Earlier, the durability of plastics was considered as its key characteristic which has now become the major reason for the ambivalence of the environment. During early 1980 the problem of solid waste generation in form of Municipal Solid Waste (MSW), shrinking of the landfill capacity and the rising cost of solid waste dumping (Philp et al., 2013; Regan, 1990) came out as a major problem in various regions of the United States. In the early 1960s, plastic goods made up to less than half a percent of MSW generation in the US. A report released by Central Pollution Control Board of India (2013), about 15342 tons of plastic waste is generated every day all over the country. In this only 5% plastics are recyclable and the rest pollute the all beings of environment. In several countries, plastics are found to be the fastest-growing element of solid waste. In cities, right after the food and paper wastes, plastic waste attains the third spot as a major component of municipal and industrial litter. For instance, Japan is also dealing with a similar problem of handling new waste because of the growing pressure on land and increasing public concern over environmental sustainability and health protection (Philp et al., 2013; Ishizaka and Tanaka, 2003).

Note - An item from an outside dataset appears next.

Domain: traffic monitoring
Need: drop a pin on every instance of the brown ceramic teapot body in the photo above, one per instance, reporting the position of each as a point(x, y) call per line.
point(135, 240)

The generation of greenhouse gases is another environmental factor in manufacturing plastic goods. The Intergovernmental Panel on Climate Change (IPCC) postulates a reduction in the emission of CO2 by 80% (compared to 1990 level) to stabilize the GHG concentration at 450 ppm in the atmosphere by the year 2050 (Bashmakov et al., 2007). At the beginning of this century, the bio-based economy emerged first as a policy conception under the Organization for Economic Co-operation and Development (OECD), that linked renewable resources and bioprocesses by applying industrial biotechnologies for producing sustainable products, as well as job opportunities and income (Philp et al., 2013; OECD, 2001). It has been recently realized that ‘microplastics’ are getting accumulated in the environment, particularly oceanic environments (GESAMP, 2010). Microplastics potentially facilitate the exchange of various contaminants and have been shown to get consumed by various sea creatures. It is the greatest uncertainty that whether this will lead to the bioaccumulation of pollutant load (absorbed and plastic additives), or whether the microplastics corresponds as an additional and major vector for transferring contaminants.